Photocatalytic treatment of the emerging narcotic contaminant codeine in water using a synergistic WO₃–TiO₂ catalyst

Photocatalytic degradation, an enhanced oxidation technique, has been reported for treating water containing pharmaceutical medicines. In this study, a pioneering method employing ultrasonic-assisted hydrothermal synthesis was used to produce a Tungsten Trioxide (WO₃)-Titanium Dioxide (TiO₂) nanocomposite. Various analyses, including FE-EDX/SEM, HRTEM, BET surface area analysis, XRD, UV-DRS, and XPS, were conducted to investigate the structural and optical properties of the synthesized material. The estimated TiO₂ band gap reduced from 3.0 to 2.62 eV. The mixed phases of TiO₂ nanocomposites improved photocatalytic efficiency.

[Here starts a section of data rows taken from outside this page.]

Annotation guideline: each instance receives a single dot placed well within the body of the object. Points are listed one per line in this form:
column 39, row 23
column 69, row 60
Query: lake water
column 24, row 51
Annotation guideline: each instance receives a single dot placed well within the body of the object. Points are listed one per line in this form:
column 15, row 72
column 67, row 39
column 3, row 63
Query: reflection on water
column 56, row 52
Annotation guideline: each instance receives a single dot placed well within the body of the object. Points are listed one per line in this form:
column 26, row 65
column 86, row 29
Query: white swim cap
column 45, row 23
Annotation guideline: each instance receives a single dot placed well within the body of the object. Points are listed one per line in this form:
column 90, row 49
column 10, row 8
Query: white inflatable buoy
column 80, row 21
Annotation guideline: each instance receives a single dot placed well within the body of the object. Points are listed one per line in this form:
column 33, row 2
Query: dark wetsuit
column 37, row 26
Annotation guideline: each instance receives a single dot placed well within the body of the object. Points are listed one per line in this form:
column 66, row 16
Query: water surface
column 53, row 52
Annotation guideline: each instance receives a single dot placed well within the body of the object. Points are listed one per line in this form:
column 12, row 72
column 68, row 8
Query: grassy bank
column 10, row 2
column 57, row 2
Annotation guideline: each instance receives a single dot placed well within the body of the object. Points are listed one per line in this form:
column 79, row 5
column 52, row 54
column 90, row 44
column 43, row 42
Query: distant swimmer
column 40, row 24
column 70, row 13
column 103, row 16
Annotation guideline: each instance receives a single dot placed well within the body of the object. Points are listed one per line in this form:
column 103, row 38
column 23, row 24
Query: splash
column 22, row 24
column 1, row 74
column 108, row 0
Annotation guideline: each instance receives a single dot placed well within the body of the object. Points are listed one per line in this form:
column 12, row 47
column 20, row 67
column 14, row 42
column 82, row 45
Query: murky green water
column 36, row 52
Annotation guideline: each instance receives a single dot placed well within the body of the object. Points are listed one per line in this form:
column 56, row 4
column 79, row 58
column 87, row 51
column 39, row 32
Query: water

The impact of oxidant function, pH, and catalyst dose on the photocatalytic degradation of codeine was investigated. Maximum degradation of 95.70 ± 2.01% in 50 ppm codeine under UV light was observed at a catalyst dose of pH 9.5, 0.4 g/L, and an H₂O₂ dose of 1 mm. With oxygen purging at 100 ml/L, 98.21 ± 0.32% degradation was achieved in 30 min, compared to 72.3 ± 2.68% under ambient conditions. The rate constant increased threefold when oxygen gas was purged into the reaction mixture. The stability and reusability of the recycled nanocomposite remained high even after four consecutive cycles. The role of oxidants and the application of WO₃–TiO₂ nanocomposite for codeine degradation have not been previously assessed. The results provide a novel synthetic route for fabricating a stable, highly efficient, and reusable narrow-bandgap photocatalyst.